Read More ‘Selma’: AFI Review
Selma isn’t just timely in its depiction of police violence against black men and subsequent protests, a cycle that continues to make front-page news in 2014. The generational and philosophical divisions between the civil rights movement’s Southern Christian Leadership Conference (SCLC) and the upstart Student Non-Violent Coordinating Committee (SNCC), as portrayed in DuVernay’s film, also have a surprising contemporary analogue. Though centralized black leadership today is almost nonexistent, instead dispersed among a younger generation empowered by Twitter-driven activism, Pascal responded to the email imbroglio by reaching out to old-guard black leaders Jesse Jackson and Al Sharpton. In the age of new media, when Pascal could’ve apologized to President Obama himself, and to black America at large via op-ed or vlog, her decision to follow obsolete protocol further suggested the chasm between Hollywood as it sees itself (a progressive oasis) and Hollywood as it is (an out-of-touch white industry, as Chris Rock himself describes in his recent essay for The Hollywood Reporter).

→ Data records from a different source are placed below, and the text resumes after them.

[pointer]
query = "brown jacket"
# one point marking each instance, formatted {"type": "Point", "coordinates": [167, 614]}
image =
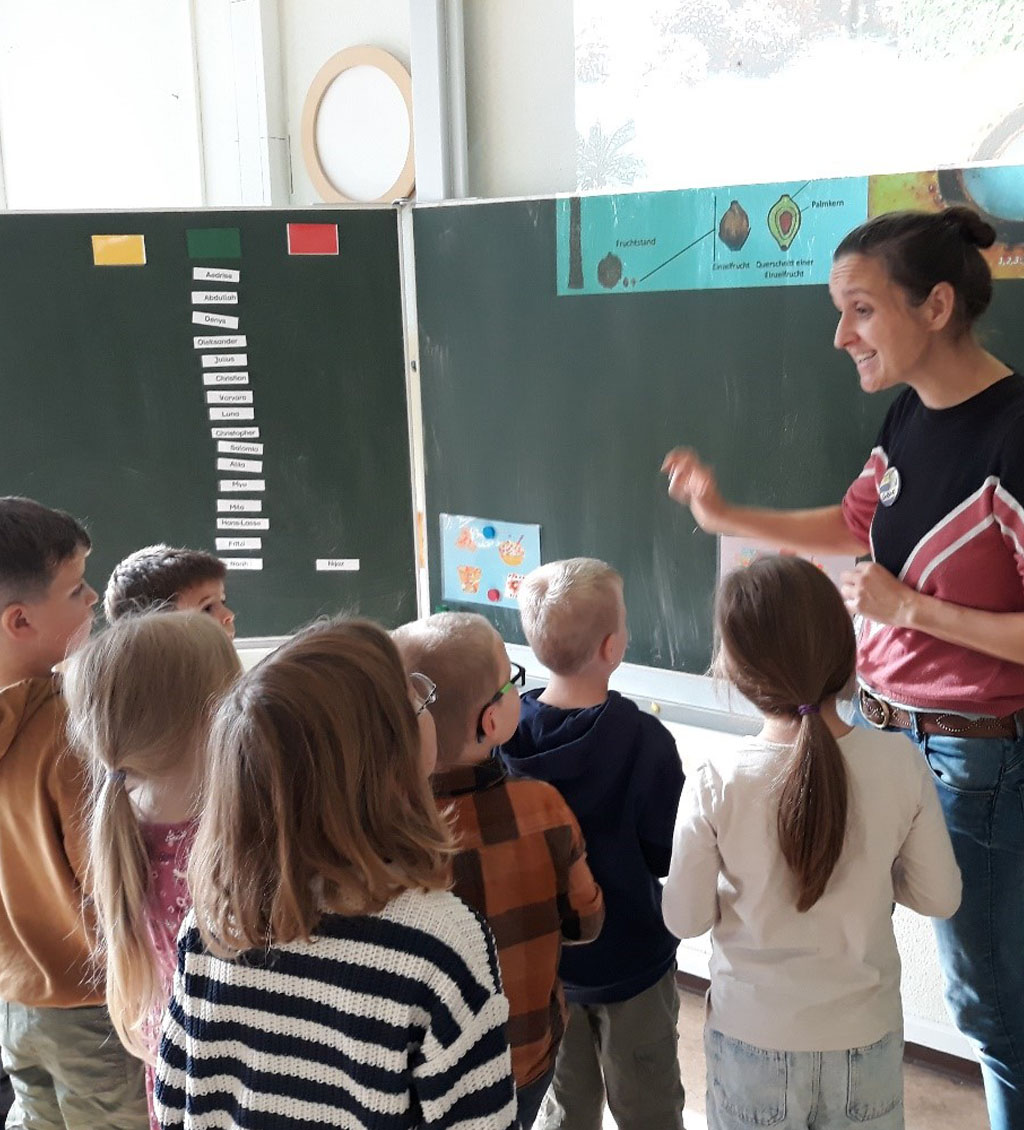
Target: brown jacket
{"type": "Point", "coordinates": [44, 942]}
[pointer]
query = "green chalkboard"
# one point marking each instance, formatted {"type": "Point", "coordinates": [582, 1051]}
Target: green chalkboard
{"type": "Point", "coordinates": [105, 413]}
{"type": "Point", "coordinates": [558, 410]}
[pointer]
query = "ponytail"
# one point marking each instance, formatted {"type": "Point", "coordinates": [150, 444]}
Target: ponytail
{"type": "Point", "coordinates": [119, 880]}
{"type": "Point", "coordinates": [813, 800]}
{"type": "Point", "coordinates": [139, 700]}
{"type": "Point", "coordinates": [784, 636]}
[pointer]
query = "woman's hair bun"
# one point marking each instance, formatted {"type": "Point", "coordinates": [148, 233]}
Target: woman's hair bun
{"type": "Point", "coordinates": [972, 227]}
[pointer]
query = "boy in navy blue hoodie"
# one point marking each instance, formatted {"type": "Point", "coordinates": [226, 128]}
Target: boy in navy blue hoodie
{"type": "Point", "coordinates": [621, 774]}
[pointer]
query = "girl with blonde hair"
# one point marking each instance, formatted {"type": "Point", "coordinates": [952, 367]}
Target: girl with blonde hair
{"type": "Point", "coordinates": [327, 976]}
{"type": "Point", "coordinates": [140, 697]}
{"type": "Point", "coordinates": [792, 851]}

Perhaps most disturbingly, the leaked correspondence between Pascal and Rudin reveals Hollywood power players’ blatant disregard for black cinema. Coming from people who develop and greenlight movies, their snarky, sarcastic name-checking of recent black films speaks to the continued ghettoization of and discomfort with these movies within the major studio system, despite the popularity and Oscar success of a project like 12 Years a Slave. In a white-dominated industry that seems to prefer its African-American-driven films to reflect archetypes of either black nobility (as in 12 Years) or black dysfunction (Precious) — or to feature black men in dresses a la Tyler Perry’s Madea movies — one wonders what Rudin, Pascal and their colleagues truly make of Top Five and Selma, prickly, provocative, layered films that resist such easy dichotomy.
Do they find Top Five simply hilarious, or do they grasp the underlying critique of Hollywood? Do they think of Selma, for all its sharp attention to political strategy and its immersive and harrowing sequences of violence, as just another uplifting educational-social-issue drama? Will DuVernay end up being lumped in with Rock, as disparate as they are, just as Rudin and Pascal lumped Lee Daniels’ The Butler in with Think Like a Man? Given the way things are going with these leaks, we may soon find out.